Shark Robotics est une PME spécialisée dans la robotique terrestre et l’un des leaders sur le marché européen dans son domaine. Créée en 2016, elle conçoit et fabrique des robots haut de gamme, dont l’un des modèles a notamment servi à aider les pompiers lors de l’incendie de Notre-Dame de Paris l’an dernier, Colossus. De celui-ci a été conceptualisé Rhyno Protect.

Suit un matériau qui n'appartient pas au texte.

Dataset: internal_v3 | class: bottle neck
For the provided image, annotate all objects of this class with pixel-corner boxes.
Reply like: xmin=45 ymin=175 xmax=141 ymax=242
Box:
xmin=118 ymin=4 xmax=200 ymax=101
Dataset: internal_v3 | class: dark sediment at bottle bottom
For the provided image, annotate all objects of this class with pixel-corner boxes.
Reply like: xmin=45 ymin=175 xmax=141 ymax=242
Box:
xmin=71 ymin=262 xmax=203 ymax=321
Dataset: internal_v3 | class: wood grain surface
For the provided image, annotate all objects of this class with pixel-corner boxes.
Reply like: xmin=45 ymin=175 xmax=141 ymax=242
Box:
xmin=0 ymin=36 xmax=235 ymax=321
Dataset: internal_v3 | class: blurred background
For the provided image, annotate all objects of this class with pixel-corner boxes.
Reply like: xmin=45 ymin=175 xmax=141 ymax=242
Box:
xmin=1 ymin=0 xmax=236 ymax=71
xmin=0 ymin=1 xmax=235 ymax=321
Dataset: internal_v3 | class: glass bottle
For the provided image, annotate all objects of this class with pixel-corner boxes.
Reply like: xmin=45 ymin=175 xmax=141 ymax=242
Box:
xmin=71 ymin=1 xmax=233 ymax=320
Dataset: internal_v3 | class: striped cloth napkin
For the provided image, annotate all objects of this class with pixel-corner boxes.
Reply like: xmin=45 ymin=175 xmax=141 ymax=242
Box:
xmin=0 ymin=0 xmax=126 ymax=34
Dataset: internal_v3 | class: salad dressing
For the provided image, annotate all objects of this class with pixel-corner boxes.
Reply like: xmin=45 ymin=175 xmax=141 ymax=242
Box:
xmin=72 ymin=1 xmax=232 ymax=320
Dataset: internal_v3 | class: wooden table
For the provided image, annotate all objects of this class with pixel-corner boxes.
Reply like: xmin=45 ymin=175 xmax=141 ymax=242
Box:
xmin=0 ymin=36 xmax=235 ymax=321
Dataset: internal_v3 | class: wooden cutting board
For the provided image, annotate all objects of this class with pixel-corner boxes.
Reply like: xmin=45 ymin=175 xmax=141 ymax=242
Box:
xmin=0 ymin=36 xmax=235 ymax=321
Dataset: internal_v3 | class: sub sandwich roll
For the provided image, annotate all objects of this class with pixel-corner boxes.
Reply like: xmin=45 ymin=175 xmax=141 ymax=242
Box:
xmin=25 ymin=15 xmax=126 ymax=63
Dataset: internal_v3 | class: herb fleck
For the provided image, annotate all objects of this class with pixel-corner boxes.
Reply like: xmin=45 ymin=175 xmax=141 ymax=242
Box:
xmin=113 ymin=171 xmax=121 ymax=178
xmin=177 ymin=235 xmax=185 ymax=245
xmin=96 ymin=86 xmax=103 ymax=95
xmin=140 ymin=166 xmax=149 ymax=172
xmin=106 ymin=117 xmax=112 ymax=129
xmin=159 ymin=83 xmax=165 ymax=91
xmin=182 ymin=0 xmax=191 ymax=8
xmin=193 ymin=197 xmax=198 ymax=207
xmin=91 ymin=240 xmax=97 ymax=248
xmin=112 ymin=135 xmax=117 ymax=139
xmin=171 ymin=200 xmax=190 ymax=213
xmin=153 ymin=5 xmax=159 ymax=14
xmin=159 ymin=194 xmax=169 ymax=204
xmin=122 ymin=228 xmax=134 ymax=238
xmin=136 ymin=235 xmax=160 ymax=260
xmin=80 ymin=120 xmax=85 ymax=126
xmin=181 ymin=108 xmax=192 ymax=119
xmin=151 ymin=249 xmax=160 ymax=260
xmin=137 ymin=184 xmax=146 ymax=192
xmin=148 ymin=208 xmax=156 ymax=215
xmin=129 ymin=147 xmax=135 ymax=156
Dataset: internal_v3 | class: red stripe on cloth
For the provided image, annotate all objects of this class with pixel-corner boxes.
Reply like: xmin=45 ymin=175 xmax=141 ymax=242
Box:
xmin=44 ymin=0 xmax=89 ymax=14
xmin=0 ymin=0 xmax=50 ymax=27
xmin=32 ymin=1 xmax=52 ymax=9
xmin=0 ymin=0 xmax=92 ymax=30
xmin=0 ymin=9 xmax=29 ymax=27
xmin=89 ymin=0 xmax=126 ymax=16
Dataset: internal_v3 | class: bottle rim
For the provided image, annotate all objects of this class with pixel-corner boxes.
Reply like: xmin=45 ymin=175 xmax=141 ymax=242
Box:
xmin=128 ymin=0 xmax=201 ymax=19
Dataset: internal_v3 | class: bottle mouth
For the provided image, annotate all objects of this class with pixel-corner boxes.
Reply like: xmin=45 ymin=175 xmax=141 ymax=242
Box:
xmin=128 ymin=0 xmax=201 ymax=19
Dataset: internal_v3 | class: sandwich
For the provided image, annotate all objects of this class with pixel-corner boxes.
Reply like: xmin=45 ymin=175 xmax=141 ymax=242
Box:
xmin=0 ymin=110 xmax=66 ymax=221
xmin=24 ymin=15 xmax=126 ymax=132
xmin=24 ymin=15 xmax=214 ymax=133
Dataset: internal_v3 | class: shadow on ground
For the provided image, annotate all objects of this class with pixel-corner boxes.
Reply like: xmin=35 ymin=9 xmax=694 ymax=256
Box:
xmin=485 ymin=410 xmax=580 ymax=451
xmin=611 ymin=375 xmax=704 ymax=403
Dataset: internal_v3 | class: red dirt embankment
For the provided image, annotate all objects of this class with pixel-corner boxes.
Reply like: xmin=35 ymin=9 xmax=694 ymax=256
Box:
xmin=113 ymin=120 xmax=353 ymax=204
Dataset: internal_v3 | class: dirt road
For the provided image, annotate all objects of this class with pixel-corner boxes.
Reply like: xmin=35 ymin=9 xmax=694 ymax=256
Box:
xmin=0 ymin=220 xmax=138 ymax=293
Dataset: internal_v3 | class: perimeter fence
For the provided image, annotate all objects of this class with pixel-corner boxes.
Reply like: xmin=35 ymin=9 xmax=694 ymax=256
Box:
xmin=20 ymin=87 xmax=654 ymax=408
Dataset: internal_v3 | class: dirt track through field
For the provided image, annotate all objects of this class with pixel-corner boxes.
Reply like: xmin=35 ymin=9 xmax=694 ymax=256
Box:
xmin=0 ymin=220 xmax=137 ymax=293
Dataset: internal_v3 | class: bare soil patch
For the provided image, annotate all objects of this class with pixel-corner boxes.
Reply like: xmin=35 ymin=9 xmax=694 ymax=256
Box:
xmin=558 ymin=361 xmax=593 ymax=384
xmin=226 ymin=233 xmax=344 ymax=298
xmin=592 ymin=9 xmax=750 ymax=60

L’entreprise « attend le feu vert » des autorités pour produire plusieurs robots ; en deux mois, elle aura la capacité de créer une centaine de robots.

Au Danemark, Blue Ocean Robotics propose un robot qui ne pulvérise pas de produits chimiques mais fait appel au rayonnement ultraviolet pour désinfecter des salles, l'afflux d'énergie détruisant les micro-organismes pathogènes. Ce robot, développé en 2019, est déjà utilisé pour lutter contre la transmission de maladies nosocomiales. Selon IEEE spectrum, des robots de Blue Ocean Robotics ont été expédiés en Chine pour équiper à terme environ 2000 hôpitaux.

Des robots dans les hôpitaux au plus près des malades

En Thaïlande, des robots développés par l’université de Chulalongkorn à Bangkok pour prendre en charge des malades ayant subi un accident vasculaire cérébral sont désormais mobilisés dans la lutte contre la pandémie. Déambulant au sein des couloirs de plusieurs hôpitaux, ils peuvent surveiller la température des patients et l’évolution de leurs symptômes, faciliter la visioconférence entre les malades et le personnel hospitalier et même bientôt désinfecter les chambres.

A Séoul, des robots prennent la température des patients et transportent des objets entre les salles. 

En France, Soft Banks Robotics a proposé de mettre des robots humanoïdes qu’il a en stock à disposition des hôpitaux « pour gérer une partie de l'accueil, aiguiller, apprendre les gestes barrières et aider à mettre le personnel un peu plus à distance des personnes qui font la queue », expose Nicolas Halftermeyer, directeur de la communication.